The Connecticut law contains a broad definition of telehealth, stating:

"Telehealth means the mode of delivering health care or other health services via information and communication technologies to facilitate the diagnosis, consultation and treatment, education, care management and self-management of a patient's physical and mental health, and includes (A) interaction between the patient at the originating site and the telehealth provider at a distant site, and (B) synchronous interactions, asynchronous store and forward transfers or remote patient monitoring. Telehealth does not include the use of facsimile, audio-only telephone, texting or electronic mail."

Following a potential trend starting to be seen in among telehealth statutes recently enacted in other states, the Connecticut law excludes from the definition of covered telehealth the use of facsimile, audio-only telephone, texting or electronic mail.
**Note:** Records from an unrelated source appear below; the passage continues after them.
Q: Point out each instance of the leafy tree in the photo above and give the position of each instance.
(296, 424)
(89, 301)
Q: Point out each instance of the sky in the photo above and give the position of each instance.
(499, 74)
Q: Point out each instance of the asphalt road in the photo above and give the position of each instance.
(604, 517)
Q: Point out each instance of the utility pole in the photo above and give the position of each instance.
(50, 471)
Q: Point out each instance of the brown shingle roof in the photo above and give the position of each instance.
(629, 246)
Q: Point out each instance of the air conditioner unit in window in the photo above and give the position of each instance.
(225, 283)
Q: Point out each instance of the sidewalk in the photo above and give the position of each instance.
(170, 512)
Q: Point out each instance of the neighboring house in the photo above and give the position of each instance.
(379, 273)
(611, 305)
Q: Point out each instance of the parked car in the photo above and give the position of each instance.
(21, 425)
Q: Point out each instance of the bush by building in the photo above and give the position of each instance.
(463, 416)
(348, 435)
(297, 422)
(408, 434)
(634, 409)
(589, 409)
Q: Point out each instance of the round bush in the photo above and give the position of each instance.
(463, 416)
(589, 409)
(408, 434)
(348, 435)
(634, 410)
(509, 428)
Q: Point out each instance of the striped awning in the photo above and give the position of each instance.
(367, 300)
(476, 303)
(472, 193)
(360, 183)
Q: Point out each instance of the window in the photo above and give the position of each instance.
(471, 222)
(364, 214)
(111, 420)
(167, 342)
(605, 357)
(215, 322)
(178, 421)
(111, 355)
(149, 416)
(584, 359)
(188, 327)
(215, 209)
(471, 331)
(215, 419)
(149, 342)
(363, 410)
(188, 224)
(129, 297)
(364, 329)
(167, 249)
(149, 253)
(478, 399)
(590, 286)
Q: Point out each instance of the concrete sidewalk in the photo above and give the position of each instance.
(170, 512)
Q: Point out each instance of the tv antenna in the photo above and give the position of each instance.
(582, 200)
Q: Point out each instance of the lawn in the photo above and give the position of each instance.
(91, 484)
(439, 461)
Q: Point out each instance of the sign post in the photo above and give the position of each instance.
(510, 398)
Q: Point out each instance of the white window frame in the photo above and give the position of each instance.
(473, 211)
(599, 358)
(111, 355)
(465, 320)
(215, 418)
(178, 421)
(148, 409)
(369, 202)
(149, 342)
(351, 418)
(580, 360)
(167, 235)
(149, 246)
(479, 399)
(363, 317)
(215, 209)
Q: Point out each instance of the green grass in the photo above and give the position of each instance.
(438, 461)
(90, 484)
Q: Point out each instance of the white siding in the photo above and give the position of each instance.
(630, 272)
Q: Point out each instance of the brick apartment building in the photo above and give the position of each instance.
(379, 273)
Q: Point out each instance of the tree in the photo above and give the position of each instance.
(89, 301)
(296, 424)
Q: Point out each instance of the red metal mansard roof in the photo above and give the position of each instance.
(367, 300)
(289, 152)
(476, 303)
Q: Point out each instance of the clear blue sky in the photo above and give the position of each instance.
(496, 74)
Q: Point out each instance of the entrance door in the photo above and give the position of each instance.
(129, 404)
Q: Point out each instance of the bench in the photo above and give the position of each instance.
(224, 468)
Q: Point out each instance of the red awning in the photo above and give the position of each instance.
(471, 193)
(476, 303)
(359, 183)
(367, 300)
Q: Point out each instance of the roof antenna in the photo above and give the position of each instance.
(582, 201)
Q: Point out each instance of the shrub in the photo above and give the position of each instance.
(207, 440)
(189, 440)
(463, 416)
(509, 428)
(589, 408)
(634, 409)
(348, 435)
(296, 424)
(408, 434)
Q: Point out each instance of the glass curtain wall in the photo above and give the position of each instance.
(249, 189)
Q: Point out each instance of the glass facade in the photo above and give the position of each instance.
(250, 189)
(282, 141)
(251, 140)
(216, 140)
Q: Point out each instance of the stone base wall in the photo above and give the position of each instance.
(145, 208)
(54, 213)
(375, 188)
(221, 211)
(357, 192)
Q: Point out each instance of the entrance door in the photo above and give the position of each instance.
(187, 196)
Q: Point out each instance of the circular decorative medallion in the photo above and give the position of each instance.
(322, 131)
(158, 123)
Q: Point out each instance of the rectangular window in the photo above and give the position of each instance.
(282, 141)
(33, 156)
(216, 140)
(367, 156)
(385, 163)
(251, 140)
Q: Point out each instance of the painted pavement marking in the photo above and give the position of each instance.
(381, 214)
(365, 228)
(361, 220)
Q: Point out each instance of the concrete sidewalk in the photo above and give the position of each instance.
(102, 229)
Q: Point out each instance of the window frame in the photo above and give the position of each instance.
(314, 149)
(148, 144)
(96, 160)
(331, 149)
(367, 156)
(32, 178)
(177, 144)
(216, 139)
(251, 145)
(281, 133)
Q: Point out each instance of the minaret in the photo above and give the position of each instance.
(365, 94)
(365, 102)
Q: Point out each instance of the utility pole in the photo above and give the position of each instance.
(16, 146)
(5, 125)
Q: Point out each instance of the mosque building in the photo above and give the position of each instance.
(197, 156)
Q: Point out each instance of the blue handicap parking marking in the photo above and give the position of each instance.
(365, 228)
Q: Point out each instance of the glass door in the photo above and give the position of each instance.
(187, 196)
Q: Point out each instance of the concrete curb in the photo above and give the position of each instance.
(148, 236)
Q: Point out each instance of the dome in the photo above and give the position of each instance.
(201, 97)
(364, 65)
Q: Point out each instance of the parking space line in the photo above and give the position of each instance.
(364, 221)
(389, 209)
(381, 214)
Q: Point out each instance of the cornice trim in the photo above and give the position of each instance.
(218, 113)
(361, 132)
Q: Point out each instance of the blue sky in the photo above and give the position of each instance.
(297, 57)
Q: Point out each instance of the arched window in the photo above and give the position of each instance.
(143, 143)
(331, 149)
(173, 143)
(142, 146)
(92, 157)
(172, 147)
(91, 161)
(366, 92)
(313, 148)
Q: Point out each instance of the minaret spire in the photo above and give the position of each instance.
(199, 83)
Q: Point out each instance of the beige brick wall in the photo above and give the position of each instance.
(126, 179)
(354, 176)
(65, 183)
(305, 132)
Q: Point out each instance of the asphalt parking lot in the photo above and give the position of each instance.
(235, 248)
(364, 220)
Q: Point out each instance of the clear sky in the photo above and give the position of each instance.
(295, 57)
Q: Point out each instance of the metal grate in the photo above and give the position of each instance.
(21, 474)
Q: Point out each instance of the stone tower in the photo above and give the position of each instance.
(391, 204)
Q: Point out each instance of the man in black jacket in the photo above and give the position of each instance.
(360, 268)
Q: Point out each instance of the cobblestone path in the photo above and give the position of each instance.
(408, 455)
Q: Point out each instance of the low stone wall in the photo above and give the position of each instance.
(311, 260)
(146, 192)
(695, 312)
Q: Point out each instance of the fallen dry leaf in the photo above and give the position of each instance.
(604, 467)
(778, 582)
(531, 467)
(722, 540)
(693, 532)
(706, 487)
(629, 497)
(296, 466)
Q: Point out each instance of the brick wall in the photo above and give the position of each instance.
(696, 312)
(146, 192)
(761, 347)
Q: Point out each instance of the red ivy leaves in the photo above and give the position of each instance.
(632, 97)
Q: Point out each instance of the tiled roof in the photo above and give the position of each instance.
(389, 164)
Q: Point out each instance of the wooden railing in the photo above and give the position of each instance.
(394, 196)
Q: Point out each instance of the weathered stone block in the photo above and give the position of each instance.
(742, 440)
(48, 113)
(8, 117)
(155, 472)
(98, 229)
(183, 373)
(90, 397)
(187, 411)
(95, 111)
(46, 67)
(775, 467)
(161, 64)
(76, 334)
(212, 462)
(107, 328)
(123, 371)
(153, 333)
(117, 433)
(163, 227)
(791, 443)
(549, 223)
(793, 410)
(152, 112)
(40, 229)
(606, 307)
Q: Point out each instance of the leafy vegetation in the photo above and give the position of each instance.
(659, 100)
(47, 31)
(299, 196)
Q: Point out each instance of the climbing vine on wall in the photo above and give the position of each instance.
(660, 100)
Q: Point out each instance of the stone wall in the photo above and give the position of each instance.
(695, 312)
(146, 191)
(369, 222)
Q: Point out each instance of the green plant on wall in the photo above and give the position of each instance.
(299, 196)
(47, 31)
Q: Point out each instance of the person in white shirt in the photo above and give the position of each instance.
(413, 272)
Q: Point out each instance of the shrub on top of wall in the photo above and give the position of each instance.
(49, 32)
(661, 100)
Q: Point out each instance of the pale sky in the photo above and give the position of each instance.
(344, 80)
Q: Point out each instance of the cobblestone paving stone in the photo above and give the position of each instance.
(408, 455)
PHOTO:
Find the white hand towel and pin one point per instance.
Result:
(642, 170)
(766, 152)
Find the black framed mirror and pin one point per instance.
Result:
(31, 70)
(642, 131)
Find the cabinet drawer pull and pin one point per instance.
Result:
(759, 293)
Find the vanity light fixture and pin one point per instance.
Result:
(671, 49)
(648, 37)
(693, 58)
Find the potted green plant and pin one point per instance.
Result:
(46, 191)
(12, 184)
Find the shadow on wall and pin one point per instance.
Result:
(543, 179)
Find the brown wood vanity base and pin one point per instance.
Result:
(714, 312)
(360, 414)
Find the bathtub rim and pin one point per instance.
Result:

However, Connecticut's broad definition of telehealth is important to note because it does not limit covered telehealth services exclusively to services performed by a "telehealth provider at a distant site", but also includes "synchronous interactions, asynchronous store and forward transfers or remote patient monitoring." The latter language does not restrict these remote services exclusively to "telehealth provider." Moreover, the Connecticut law squarely addresses the issue of commercial coverage for these telehealth services, including remote patient monitoring. The law does not allow a health plan to exclude a service from coverage "solely because such service is provided only through telehealth and not through in-person consultation between the insured and a health care provider" provided telehealth is appropriate for the provision of such service. This requirement will help ensure Connecticut health plan members enjoy benefits of telehealth services such as remote patient monitoring and connected care technologies.

In contrast to the Connecticut law, the language in some other state statutes is less clear whether insurers are required to cover new telehealth services if those services are not currently covered under the health plan policy as in-person services. This is because some services, such as remote monitoring, do not naturally lend themselves to in-person encounters and are designed to be utilized via telehealth.

Nationwide, state legislatures are enacting laws stating that commercial health insurance companies must cover medical services provided via telemedicine to the same extent they cover medical services provided in-person. With Connecticut on board, 28 states plus the District of Columbia have enacted these telemedicine commercial insurance laws, with legislation currently under discussion or development in many more states. These laws are intended to promote innovation and care delivery in the private sector by catalyzing health care providers and plans to invest in and use the powerful telemedicine tools and technologies available in the marketplace.

Some Connecticut hospitals and health care providers have already taken the initiative and successfully embedded telehealth into their patient care delivery models.  Surveys also show healthcare executives are bullish on the opportunities offered by telehealth. Results indicate significant increases in quality of care, patient satisfaction, and institutional cost-savings. With this step forward to drive the Connecticut commercial insurance market, these telehealth benefits will be enjoyed by patients across "the Constitution State."